Kinetic energy per molecule of a gas at N.T.P. is: $ \left( {k = 1.38 \times {{10}^{ - 23}}J/K} \right) $
(A) $ 5.65 \times {10^{ - 21}}J $
(B) $ 1.38 \times {10^{ - 21}}J $
(C) $ 2.07 \times {10^{ - 23}}J $
(D) $ 3.77 \times {10^{ - 23}}J $

Answer 1

Hint : To solve this question, we need to use the formula of the kinetic energy of a molecule of a gas. Then we have to put the value of the normal temperature and the Boltzmann’s constant in that to get the final answer.

Formula used: The formula used to solve this question is given by
 $ E = \dfrac{3}{2}kT $ , here $ E $ is the kinetic energy of a gas molecule at an absolute temperature of $ T $ , $ k $ is the Boltzmann’s constant.

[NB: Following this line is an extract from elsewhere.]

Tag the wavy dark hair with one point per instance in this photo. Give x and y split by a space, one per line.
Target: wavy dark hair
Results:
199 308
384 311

Complete step by step answer:
We know that the kinetic energy of a molecule of gas due to its thermal motion is given by
 $ E = \dfrac{3}{2}kT $ (1)
Now, according to the question the gas is at the normal temperature and pressure. We know that the normal pressure is equal to $ 1atm $ , and the normal temperature is equal to $ {20^ \circ }C $ . Therefore we have
 $ T = {20^ \circ }C $
We know that $ K{ = ^ \circ }C + 273 $ . So we gave
 $ T = \left( {20 + 273} \right)K $
 $ T = 293K $ (2)
Also, according to the question, we have the value of the Boltzmann’s constant as
 $ k = 1.38 \times {10^{ - 23}}J/K $ (3)
Substituting (2) and (3) in (1) we get
 $ E = \dfrac{3}{2} \times 1.38 \times {10^{ - 23}} \times 293 $
On solving we get
 $ E = 6.06 \times {10^{ - 21}}J $
From the options given in the question, the nearest matching value of the kinetic energy is equal to $ 5.65 \times {10^{ - 21}}J $ .
Hence, the correct answer is option (A).

Note:
The value of the kinetic energy per molecule is the same for all the gases. It does not depend on the atomicity of the gas. Also, do not confuse between the values of the standard temperature and pressure (STP), and the normal temperature and pressure (NTP). The standard pressure is the same as the normal pressure, which is equal to one atmosphere. But the standard temperature is equal to $ {0^ \circ }C $ or $ 273K $ , while the normal temperature is equal to $ {20^ \circ }C $ or $ 293K $ .